Converting html to json with pandoc

2.5k views Asked by At

I'm trying to take html and generate some json that keeps the same structure.

I'm trying to use pandoc, as i've had some success in transforming things from format A to format B using pandoc before.

I'm trying to convert this file:

example.html

<p>Hello guys! What's up?</p>

Using the command:

pandoc -f html -t json example.html

What i expect is something like:

[{ "p": "Hello guys! What's up?"}]

What i get is:

[
  { "Para":
    [
      {"t": "Str", "c": "Hello"},
      {"t": "Space"},
      {"t": "Str", "c": "guys!"},
      {"t": "Space"},
      {"t": "Str", "c": "What's"},
      {"t": "Space"},
      {"t": "Str", "c": "up?"}
    ]
  }
]

The problem seems to be that when pandoc reads the text content, it separates every word based on the space character and makes an array out of it, while i expected pandoc to understand that the whole string is a single element.

I'm a beginner at pandoc and I've not been able to find out how to tweak that behavior.

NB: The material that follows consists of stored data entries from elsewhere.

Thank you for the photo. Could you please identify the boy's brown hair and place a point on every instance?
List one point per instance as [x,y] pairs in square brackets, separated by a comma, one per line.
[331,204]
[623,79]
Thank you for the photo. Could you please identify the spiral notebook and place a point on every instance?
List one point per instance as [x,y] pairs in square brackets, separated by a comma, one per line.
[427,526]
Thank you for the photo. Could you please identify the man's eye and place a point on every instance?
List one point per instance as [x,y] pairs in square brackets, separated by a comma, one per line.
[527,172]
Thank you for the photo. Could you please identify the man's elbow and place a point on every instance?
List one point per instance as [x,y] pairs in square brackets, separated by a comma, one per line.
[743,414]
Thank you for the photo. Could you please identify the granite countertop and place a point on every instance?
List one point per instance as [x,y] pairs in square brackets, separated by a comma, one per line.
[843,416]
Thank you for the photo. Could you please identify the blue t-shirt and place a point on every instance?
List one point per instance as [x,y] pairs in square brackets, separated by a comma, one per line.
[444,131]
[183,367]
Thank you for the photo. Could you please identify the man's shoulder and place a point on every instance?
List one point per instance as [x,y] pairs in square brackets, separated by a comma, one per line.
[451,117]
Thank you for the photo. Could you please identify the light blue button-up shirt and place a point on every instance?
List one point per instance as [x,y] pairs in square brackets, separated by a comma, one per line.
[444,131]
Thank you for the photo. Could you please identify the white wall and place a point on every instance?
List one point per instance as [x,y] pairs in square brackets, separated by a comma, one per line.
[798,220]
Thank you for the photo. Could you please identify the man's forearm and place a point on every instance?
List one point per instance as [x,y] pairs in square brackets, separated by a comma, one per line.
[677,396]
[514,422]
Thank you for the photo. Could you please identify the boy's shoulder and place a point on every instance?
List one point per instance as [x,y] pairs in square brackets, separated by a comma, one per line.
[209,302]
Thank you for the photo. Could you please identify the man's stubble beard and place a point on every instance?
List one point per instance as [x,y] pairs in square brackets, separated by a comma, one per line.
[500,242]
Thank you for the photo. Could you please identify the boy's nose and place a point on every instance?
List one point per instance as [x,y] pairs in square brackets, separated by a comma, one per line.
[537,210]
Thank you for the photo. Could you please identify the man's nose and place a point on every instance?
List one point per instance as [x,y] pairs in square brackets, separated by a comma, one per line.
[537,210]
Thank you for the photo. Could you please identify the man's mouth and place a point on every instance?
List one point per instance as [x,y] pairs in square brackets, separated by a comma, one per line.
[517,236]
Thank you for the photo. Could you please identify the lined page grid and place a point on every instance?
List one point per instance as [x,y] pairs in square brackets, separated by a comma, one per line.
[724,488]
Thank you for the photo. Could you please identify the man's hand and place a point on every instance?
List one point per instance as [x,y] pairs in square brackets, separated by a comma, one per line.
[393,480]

Do you have an idea of how I can get the desired output? Do you know another tool that can do this? The tool, or the language it's written in doesn't matter.

Thanks.

Edit: You can test that behavior online on that pandoc online tool.

Edit 2: Workaround. I couldn't find how to do the HTML->JSON conversion with pandoc. As a workaround, i used the suggestion proposed in the comments, and implemented a solution using Himalaya, which is a node package. The result is exactly what i wished for, even though it's not using pandoc.

2

There are 2 answers

1
mb21 On

Currently, the pandoc JSON representation is not very human-readable, but is auto-generated from the Haskell pandoc data types (aka document AST). There is some discussion to change that eventually.

I guess you're looking for something like https://codebeautify.org/xmltojson? There also seem to be plenty of commandline-tools that do that.

0
ekiim On

Pandoc, It's a tool to convert documents, the json representation of the document, It's just another representation that Pandoc can handle for the AST (Abstract Syntax Tree)

Original Document --> Pandoc's AST --> Output Document
                   |                |
                pandoc           pandoc

Asking pandoc, to output a json, is to ask for the AST tree in it's json format,

If I understand correctly you would need something more like a xml to json converter like this Python xmljson module or an online tool like this one.

There are plenty of tools for that job as you picture it, just google XML to JSON convert.

The json representation of the AST used in pandoc, it normally used to output it from pandoc, and pipe it into another program that can handle json files, so you can alter the AST and make filters to manipulate the structure of your document.